В то же самое время догматический марксизм, увлекший за со­бой значительную часть историков, последовавших за его идеологами осознанно или инстинктивно, поверивших им ис­кренне или же, напротив, вставших на их платформу, чтобы в бо­лее или менее открытой форме их оспаривать, причислили политическое — вероятно, из-за слишком поверхностного чтения Маркса — к надстроечным факторам (суперструктурам) и рассмат­ривали политическую историю как эпифеномен истории произ­водственных отношений. Все помнят известный пассаж из пре­дисловия к «К критике политической экономии» Маркса4: «Сово­купность этих производственных отношений составляет экономи­ческую структуру общества, реальный базис, на котором возвыша­ется юридическая и политическая надстройка и которому соответ­ствуют определенные формы общественного сознания. Способ производства материальной жизни обусловливает социальный, политический и духовный процессы жизни вообще»5. Даже если не усматривать в позиции Маркса по отношению к политическому и к политике радикального пессимизма, который ряд интерпрета­торов, преимущественно недоброжелателей6, хотят в ней найти, ясно, что концепция марксизма об отмирании государства ни­сколько не способствует повышению авторитета всего, что отно­сится к сфере политики, включая политическую историю.

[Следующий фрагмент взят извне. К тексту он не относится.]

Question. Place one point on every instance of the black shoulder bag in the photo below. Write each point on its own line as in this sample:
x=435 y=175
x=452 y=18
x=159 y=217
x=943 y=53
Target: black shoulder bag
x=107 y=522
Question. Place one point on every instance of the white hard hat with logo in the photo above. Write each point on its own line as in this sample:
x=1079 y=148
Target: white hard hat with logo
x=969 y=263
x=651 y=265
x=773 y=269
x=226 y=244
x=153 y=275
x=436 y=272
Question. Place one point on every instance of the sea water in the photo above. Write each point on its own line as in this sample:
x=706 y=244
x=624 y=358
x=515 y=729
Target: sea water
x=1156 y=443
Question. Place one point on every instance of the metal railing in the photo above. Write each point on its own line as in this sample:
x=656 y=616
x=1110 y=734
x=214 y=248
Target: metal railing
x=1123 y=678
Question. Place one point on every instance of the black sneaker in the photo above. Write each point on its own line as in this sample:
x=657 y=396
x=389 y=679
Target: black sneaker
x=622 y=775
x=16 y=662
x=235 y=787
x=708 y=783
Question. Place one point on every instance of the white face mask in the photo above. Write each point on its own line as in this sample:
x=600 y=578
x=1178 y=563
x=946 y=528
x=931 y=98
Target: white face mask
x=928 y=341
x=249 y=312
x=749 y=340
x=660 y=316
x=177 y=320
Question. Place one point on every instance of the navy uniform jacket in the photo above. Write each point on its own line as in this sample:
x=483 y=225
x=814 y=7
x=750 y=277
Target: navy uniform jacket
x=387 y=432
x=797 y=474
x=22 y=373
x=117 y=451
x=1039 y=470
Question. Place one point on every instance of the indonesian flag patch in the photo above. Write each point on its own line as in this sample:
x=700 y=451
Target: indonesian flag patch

Что это — взгляд историка, за плечами которого груз специфи­чески французской традиции подхода к истории и иллюзий, наве­янных марксизмом? Разумеется, нет. Французы считались наибо­лее стойкими сторонниками политической истории7; постепенный отход от политической истории воплотил в своих исторических трудах Йохан Хейзинга, который, не будучи ни французом, ни тем более марксистом, полагал, что первенство этой истории, основан­ное главным образом на ее простоте и прозрачности8 по сравнению с иными разделами истории, осталось в прошлом. История соци­ально-экономических отношений, неуклонный рост интереса к которой он отмечал9, его самого привлекала несравнимо меньше, нежели история культуры, научное обоснование которой постепен­но становится основным в его профессиональной деятельности.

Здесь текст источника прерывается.